Four months, to be exact.
She folded lacy paper snowflakes into the desk drawer and hung pastel eggs in their place. Bunnies. Crosses, stark against a crimson sky - the painter’s five-year-old fingers incautious. Shamrocks and tulips and kites.
“Look,” she said to Kitty-Boy. “We’ve gone all the way from Baby Jesus to loaves and fish. That’s thirty-three years. I’m not sure I’m still me.”
Because, well, who the hell was me anyway?
The months of medical leave? Endless, endless. At first the itch to do had been unbearable, but then – at last – a happiness of sorts had come to light on her, fragile and lovely as a Luna moth. For the first time in years, she was well-rested. She visited loved ones whenever she wanted, traveled to Pennsylvania, rode the train to Chicago. She wrote. A lot.

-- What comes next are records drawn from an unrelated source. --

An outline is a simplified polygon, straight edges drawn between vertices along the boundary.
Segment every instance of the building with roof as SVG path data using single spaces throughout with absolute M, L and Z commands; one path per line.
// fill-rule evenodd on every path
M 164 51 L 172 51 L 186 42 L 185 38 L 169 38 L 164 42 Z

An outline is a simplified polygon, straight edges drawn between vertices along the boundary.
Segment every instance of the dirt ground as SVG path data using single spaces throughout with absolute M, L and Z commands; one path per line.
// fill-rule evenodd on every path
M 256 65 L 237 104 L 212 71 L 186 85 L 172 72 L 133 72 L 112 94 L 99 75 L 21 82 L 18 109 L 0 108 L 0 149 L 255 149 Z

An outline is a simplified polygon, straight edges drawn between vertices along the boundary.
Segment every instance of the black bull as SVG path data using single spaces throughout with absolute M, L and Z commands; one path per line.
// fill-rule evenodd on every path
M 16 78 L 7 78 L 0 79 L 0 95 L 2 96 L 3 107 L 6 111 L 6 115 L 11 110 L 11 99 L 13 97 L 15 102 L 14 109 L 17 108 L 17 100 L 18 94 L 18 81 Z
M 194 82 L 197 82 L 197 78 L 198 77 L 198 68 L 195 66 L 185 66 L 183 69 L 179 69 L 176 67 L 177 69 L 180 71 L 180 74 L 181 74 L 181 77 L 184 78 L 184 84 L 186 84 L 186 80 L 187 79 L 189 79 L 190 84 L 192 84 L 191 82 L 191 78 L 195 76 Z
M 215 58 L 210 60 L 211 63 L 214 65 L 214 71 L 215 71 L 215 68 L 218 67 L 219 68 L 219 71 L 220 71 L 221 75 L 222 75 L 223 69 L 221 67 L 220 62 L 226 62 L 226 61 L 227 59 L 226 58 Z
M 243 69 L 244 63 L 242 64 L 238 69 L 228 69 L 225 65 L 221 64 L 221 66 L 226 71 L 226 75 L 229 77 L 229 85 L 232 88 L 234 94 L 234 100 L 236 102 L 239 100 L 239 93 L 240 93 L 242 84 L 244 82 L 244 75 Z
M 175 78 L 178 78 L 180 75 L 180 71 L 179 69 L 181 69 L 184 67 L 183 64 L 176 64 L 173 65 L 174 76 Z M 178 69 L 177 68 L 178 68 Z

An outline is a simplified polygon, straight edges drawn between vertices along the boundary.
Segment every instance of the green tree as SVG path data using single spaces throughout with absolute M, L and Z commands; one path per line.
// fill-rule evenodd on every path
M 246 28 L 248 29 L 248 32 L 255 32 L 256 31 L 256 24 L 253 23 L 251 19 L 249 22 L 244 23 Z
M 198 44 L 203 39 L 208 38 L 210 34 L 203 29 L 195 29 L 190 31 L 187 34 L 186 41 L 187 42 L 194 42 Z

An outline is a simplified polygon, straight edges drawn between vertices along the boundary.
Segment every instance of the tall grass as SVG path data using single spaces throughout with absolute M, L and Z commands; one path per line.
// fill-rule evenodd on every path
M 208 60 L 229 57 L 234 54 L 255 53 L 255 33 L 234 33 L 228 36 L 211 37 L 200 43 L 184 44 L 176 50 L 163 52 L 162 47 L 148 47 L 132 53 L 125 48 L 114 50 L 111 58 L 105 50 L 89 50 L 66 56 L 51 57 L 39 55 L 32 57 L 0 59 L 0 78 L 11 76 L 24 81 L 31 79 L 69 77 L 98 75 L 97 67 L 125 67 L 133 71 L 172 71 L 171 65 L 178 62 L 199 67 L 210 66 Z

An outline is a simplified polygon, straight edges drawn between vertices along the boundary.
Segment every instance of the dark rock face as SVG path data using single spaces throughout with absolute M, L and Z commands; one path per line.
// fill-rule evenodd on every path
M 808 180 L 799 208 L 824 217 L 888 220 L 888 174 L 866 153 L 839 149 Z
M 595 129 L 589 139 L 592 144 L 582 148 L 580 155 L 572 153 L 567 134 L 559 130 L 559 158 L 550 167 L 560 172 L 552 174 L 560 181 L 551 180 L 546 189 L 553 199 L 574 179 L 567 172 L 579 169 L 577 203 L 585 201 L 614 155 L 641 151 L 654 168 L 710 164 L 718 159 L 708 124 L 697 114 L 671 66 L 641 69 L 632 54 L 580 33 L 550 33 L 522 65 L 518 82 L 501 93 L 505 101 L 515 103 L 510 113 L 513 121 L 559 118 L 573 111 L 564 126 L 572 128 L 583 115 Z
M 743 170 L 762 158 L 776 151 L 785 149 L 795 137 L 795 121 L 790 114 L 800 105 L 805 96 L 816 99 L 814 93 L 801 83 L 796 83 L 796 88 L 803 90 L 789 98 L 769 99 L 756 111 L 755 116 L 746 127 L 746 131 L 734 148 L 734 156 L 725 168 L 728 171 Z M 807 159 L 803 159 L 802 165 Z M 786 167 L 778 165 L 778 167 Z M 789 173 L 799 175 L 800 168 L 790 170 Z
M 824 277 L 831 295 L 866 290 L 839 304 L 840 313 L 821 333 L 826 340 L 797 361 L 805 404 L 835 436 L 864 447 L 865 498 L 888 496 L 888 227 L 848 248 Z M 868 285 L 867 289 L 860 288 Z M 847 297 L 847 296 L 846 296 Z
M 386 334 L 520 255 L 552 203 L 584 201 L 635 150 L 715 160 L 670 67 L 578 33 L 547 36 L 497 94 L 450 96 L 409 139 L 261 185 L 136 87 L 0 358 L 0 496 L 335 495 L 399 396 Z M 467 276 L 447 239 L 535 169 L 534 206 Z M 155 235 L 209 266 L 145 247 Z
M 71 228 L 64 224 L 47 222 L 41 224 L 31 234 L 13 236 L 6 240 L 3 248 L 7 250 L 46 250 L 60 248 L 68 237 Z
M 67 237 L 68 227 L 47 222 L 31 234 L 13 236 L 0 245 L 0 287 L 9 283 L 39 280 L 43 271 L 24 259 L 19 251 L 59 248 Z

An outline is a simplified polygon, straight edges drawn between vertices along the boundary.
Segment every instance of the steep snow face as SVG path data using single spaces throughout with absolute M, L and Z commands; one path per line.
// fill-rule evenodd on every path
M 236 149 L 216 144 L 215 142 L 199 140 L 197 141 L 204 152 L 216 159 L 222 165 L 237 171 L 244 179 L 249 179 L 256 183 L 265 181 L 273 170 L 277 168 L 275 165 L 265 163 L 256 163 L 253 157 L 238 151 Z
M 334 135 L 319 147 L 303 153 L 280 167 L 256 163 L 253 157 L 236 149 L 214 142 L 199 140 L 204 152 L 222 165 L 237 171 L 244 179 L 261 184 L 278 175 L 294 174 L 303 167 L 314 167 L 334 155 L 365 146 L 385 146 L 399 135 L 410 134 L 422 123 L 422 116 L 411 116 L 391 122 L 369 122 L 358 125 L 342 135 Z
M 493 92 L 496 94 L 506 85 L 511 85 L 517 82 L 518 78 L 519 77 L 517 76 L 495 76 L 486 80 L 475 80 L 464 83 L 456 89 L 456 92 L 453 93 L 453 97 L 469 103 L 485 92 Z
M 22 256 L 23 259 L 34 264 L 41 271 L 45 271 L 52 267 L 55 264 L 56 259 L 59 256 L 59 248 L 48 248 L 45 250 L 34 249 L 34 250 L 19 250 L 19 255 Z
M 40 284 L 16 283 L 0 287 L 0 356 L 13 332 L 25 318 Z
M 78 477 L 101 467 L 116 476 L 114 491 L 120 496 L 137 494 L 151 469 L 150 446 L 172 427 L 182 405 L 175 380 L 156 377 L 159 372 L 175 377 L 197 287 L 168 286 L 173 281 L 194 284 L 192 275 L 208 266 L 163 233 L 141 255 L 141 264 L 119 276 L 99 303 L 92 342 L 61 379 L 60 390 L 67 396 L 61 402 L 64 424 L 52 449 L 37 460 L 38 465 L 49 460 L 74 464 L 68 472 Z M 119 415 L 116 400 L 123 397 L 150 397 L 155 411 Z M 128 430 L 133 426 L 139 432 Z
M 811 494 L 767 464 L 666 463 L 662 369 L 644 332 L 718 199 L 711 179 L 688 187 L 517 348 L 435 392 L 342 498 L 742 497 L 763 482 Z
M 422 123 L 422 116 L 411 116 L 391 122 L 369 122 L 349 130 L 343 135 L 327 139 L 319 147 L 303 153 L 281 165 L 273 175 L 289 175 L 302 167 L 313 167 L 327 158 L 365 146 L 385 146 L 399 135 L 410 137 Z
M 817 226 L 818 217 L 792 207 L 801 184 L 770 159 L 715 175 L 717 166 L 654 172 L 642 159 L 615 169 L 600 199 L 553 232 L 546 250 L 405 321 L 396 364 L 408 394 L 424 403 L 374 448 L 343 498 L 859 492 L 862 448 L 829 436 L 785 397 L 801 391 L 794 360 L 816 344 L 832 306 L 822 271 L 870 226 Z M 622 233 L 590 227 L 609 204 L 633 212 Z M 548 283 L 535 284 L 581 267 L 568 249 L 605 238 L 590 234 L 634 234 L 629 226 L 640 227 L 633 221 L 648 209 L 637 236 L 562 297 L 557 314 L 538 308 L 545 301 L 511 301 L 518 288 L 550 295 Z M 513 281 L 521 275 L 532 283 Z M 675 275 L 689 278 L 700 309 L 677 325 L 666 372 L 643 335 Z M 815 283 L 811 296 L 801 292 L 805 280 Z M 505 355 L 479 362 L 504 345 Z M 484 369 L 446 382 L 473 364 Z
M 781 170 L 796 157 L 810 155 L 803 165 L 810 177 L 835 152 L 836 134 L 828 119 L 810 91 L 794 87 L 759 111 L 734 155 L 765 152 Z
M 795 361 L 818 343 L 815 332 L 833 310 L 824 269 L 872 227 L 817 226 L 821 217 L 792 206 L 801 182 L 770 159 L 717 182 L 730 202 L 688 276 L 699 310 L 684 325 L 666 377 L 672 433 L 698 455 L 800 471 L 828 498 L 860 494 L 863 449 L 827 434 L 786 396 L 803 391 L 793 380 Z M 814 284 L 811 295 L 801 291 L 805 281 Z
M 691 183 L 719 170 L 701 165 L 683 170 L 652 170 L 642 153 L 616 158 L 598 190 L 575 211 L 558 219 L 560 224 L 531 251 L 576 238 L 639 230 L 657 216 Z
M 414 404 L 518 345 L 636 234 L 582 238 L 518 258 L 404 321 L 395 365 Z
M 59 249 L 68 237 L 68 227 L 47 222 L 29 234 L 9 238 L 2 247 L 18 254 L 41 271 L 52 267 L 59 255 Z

Once or twice she even cooked supper.
Who was that strange woman in the kitchen?
“You can’t be an EMT every day, Kitty-Boy. And besides, some people go their whole life and never do CPR. There are people out there who have never dragged hose at a house fire or tumbled out of bed at two a.m. to answer the page. And they don’t miss it; not at all.”
Kitty-Boy would have laughed if he could; what was she trying to talk herself out of?
“When I was little, I wanted to farm like my dad. I wanted to sing like my mom. I wanted to marry the boy next door and maybe raise cattle. But I’ll tell you what, I never thought about dragging bodies out of car wrecks.”
How had it happened? She only knew that when the bug bit her, it bit hard, leaving relationships in tatters, her children howling, her Kitty, for a time, unforgiving. Leaving her . . . stronger. Irrevocably dressed in navy blue, her best footwear combat boots, but stronger.
“Writing could be good for me too, Kitty. I love to write.”
But of course, she could write at the fire station in her spare time; hadn’t she always?
“Sometimes I think dealing with dead people hasn’t been good for me.”
But for each who dies, how many live? “And human interaction is probably a good thing, especially when one has hermitic tendencies.”
Besides. Not to be ghoulish, but she rather missed the traumas.
Kitty Boy sat directly on a new Easter placemat and washed his paws before finally glaring at her.
A human is nothing more than an onion, his gaze said plainly. And I’m not speaking of your precious trauma; I speak of your soul. Don’t be afraid to peel back the layers.
She thought that, indeed, she had probably lingered too long in the company of a know-it-all feline. Time to get back to life.